Il y a beaucoup d'énergie ici, on sent l'excitation des coureurs, l'inquiétude des accompagnants et aussi les premières gouttes de pluie. J'avais lu que l'UTMB était la seule course où on pleurait non pas à l'arrivée mais au départ. C'est presque vrai tant il y a de la joie et de l'émotion à être là, tous ensemble avant de partir dans l'inconnu ! J'étais déjà venu accompagner mon pote Laurent sur ce même départ. Cette fois j'y suis avec des chaussures de trail au pied et le sac sur le dos 🤨 ! Je remercie ma chance de début d'année pour ce tirage au sort positif, pour une fois. Mes précédentes courses me trottent en tête, TDS, swiss Iron trail, Echapee belle, Fiz, Aquaterra, transaubrac, endurance trail & templiers,... elles m'ont toutes permis d'être là aujourd'hui et me donnent confiance pour celle qui va commencer aujourd'hui. Je suis heureux. La pluie qui nous arrose durant cette heure d'attente n'est pas étrangère aux goutes qui coulent sur mon visage.
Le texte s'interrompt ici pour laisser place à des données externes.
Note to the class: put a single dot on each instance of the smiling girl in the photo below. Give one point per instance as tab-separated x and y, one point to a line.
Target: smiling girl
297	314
Le discours de Catherine Poletti, la maman et organisatrice de cette course, est touchant. Le départ est donné pour 170k sur 3 pays et 10.000 D+. Et c'est tout de même avec pas mal de frottements et d'émotion que le cortège s'ébranle dans les rues surpeuplées de Chamonix. Je pars vite, je suis impatient de me retrouver enfin dans les montagnes au calme et un peu moins entouré.
Ma "stratégie" de course est plutôt basique : d'abord me mettre à l'abri des barrières horaires avec un départ un peu rapide pour éviter les bouchons et le faux rythme de la fin de peloton (et oui je déteste la pression des BH😤), je pousse donc jusqu'aux Contamines pour avoir mes 2h minimales d'avance sur les limites temps puis je passe dans un mode économie de course : gestion gestion gestion de l'effort.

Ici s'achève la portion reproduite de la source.